Anyway, I know this is a technical point but I thought I would point it out.

[Moderator's note: An additional off topic comment has been deleted.]

 

[JD_PM]

I am not sure if you are still interested in getting the rules from the path integral, but the key point is that when you square you will have to apply
\begin{align*}
\frac{(i)^2}{4}\int d z \, dw \, dx \, dy \,\left(\frac{\delta}{\delta\phi(z)}\right)\Delta_F(z-w)\left(\frac{\delta}{\delta\phi(w)}\right)
\left(\frac{\delta}{\delta\phi(x)}\right)\Delta_F(y-x)\left(\frac{\delta}{\delta\phi(y)}\right)
\end{align*} on the exponential.

Please let us discuss the up-to-second-order result

\begin{align*}
&\exp\left(\frac{i}{2}\int d^d x \int d^d y \frac{\delta}{\delta \phi(x)}\Delta_F(x-y) \frac{\delta}{\delta \phi(y)}\right)\times \exp\left(i \int d^d z \left( -\frac{\lambda}{3!}\phi^3+J\phi \right)\right)\Big|_{\phi=0} \\
&=1+\frac{i}{2}\int d^d x \int d^d y\,(i(J(x))\Delta_F(x-y)(iJ(y)) + \\
&-\lambda \int d^d z \int d^d w \Delta_F (0) \Delta_F (z-w) \\
&-\frac{1}{4}\int d^d x \int d^d y \int d^d z \int d^d w \Delta_F(x-y) \Delta_F(z-w) J_x J_y J_z J_w + \mathcal{O}(\Delta_F^4)
\end{align*}

I conceptually understood that there are three diagrams for the $2-$function.
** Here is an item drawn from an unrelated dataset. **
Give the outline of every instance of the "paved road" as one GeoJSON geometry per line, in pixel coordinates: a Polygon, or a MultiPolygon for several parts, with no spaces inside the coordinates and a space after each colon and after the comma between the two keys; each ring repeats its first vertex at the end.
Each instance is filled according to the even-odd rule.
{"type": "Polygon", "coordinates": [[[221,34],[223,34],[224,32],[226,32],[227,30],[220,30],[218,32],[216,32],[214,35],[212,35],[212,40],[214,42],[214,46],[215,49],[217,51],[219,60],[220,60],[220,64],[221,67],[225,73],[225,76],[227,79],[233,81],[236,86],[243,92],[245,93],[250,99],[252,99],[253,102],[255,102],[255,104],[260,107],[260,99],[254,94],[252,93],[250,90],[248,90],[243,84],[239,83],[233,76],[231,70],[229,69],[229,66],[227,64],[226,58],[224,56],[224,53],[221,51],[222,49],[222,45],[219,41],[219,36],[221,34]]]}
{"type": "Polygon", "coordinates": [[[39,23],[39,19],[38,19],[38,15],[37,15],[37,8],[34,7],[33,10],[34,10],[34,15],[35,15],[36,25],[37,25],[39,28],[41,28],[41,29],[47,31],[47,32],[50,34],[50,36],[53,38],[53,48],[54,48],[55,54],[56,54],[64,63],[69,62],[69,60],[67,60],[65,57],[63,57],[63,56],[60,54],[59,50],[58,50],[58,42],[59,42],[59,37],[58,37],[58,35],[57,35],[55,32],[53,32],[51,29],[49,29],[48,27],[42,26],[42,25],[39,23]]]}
My question now is: how could we establish the Feynman rules out such result so that we can obtain such three diagrams algorithmically/systematically?

 

[JD_PM]

Hi @vanhees71 , I just wanted to ping you because I thought you might be interested in #33

 

[vanhees71]

Hi @vanhees71 , I just wanted to ping you because I thought you might be interested in #33

I think I've to do the calculation myself first. That needs a bit of time. I'm not sure whether this approach is in any way simpler than the standard approach though.